Elsewhere in the night, freshly-minted, eighteen-year-old grad Lucy Lattimore has just surreptitiously left town with her former high-school history teacher, George Orson. They're making "a clean break" together.

The final narrative strand is the story of Miles Cheshire and his--Dare I say it?--evil twin. Miles has been looking for his twin brother, Hayden, for more than a decade. As the novel opens, he's approaching the Arctic Circle in far northern Canada on this latest quest.

What do these people have in common? All of them have huge mysteries in their lives. Many of them appear to be engaged in illegal activities. From the start, the reader knows that there are connections. They are tantalizingly close, but nothing in Chaon's novel is obvious, and revelations don't come easily. The author plays with time, like an artist playing with perspective, to further obfuscate connections. Not all of the stories are told in a linear manner. Meanwhile, the characters explore the very concept of identity. And so many questions are raised... Just because you're paranoid, doesn't mean they aren't out to get you.

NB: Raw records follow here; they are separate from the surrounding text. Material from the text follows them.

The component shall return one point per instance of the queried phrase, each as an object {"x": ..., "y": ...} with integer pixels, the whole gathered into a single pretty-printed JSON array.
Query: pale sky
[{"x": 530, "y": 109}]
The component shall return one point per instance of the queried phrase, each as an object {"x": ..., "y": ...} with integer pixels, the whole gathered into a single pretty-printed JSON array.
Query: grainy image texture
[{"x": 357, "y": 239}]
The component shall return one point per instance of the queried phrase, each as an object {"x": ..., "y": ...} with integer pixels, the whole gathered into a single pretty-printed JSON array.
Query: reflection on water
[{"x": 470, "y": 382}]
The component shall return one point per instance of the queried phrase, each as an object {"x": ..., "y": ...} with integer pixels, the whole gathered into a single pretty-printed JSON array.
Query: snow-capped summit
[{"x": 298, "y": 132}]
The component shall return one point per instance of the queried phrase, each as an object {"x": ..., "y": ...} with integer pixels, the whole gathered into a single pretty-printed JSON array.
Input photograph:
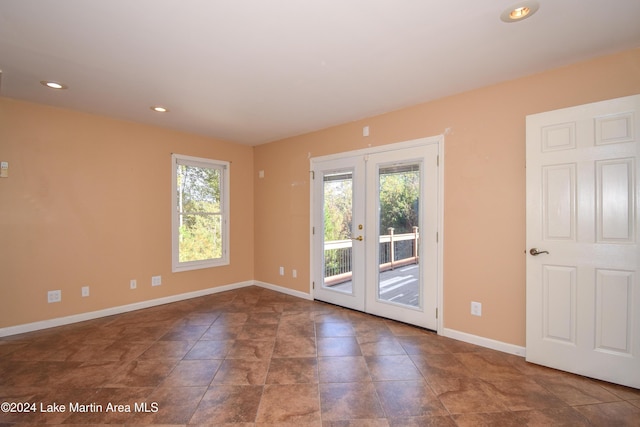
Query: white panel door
[{"x": 583, "y": 257}]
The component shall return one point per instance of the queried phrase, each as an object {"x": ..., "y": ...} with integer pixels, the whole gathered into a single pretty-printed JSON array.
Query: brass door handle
[{"x": 536, "y": 252}]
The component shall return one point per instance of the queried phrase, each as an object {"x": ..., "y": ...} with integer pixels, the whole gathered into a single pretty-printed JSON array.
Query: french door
[{"x": 375, "y": 232}]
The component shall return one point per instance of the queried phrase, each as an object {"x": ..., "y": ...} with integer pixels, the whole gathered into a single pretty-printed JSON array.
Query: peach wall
[
  {"x": 484, "y": 208},
  {"x": 88, "y": 202}
]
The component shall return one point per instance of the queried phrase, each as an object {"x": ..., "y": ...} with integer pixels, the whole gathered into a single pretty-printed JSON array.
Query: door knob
[{"x": 536, "y": 252}]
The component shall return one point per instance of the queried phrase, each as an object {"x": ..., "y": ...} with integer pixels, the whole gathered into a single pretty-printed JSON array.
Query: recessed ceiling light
[
  {"x": 53, "y": 85},
  {"x": 520, "y": 11}
]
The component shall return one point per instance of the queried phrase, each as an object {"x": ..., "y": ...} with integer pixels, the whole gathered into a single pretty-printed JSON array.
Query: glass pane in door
[
  {"x": 338, "y": 217},
  {"x": 398, "y": 247}
]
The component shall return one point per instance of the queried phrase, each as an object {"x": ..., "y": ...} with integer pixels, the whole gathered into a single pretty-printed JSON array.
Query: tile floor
[{"x": 254, "y": 357}]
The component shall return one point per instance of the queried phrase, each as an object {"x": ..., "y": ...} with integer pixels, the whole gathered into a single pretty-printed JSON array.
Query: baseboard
[
  {"x": 484, "y": 342},
  {"x": 60, "y": 321},
  {"x": 283, "y": 290}
]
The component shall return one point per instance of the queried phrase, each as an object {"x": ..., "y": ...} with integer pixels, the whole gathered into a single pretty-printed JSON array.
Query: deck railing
[{"x": 395, "y": 250}]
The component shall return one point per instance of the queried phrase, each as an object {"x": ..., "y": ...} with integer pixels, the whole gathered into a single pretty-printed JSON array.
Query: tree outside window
[{"x": 200, "y": 220}]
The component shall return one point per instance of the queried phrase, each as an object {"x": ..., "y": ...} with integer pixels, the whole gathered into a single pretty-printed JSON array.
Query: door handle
[{"x": 536, "y": 252}]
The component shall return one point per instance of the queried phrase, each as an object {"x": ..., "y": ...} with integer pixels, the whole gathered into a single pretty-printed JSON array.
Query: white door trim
[{"x": 439, "y": 140}]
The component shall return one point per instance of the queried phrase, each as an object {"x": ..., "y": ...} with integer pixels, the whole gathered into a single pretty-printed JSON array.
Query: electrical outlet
[
  {"x": 476, "y": 308},
  {"x": 54, "y": 296}
]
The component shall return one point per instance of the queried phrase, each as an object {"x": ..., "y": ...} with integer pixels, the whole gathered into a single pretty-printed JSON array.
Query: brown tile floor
[{"x": 254, "y": 357}]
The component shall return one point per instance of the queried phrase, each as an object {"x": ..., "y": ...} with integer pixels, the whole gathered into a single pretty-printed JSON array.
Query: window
[{"x": 200, "y": 213}]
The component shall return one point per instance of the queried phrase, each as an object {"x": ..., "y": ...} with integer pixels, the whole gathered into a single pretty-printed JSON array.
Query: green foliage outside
[
  {"x": 399, "y": 196},
  {"x": 199, "y": 206},
  {"x": 399, "y": 201}
]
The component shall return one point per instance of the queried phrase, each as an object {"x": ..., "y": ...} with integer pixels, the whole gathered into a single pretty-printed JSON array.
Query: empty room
[{"x": 304, "y": 213}]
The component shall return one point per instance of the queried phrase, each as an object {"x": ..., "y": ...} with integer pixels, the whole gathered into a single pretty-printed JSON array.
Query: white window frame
[{"x": 176, "y": 265}]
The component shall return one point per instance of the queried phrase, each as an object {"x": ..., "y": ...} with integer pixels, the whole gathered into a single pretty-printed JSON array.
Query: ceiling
[{"x": 255, "y": 71}]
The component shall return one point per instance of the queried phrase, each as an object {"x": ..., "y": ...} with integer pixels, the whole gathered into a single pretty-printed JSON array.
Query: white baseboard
[
  {"x": 283, "y": 290},
  {"x": 60, "y": 321},
  {"x": 484, "y": 342}
]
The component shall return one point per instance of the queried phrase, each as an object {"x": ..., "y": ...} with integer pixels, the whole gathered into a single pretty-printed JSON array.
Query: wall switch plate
[
  {"x": 476, "y": 308},
  {"x": 54, "y": 296}
]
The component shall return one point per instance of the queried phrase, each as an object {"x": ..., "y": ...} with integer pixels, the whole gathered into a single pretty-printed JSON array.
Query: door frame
[{"x": 439, "y": 141}]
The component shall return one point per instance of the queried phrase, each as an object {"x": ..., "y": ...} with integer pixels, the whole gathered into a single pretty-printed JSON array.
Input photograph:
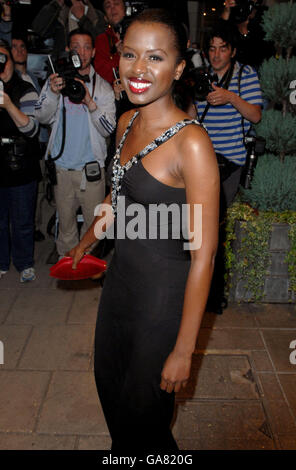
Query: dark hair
[
  {"x": 82, "y": 32},
  {"x": 224, "y": 32},
  {"x": 162, "y": 16},
  {"x": 102, "y": 4},
  {"x": 5, "y": 45},
  {"x": 19, "y": 37}
]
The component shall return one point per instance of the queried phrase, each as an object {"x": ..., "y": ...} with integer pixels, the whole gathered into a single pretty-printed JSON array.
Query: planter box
[{"x": 276, "y": 282}]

Constantly while I read Await Your Reply, I kept thinking, How did he do this? He, being Dan Chaon, who has written a complexly-plotted and compulsively-readable thriller that is also a work of incredible literary beauty. Await Your Reply is an amazing accomplishment. You won't be able to put it down. Once you've followed all the trails and unraveled the last clues, you'll be blown away! What are you waiting for? ( )
  suetu | Oct 2, 2009 |
Dan Chaon's new novel uses the suspense genre in the service of literature, but if you like, you can forget about the literature and just enjoy this as a cerebral thriller in the High Paranoid style. The stories (there are three) all revolve around questions of identity and how easily one can lose it, intentionally or not.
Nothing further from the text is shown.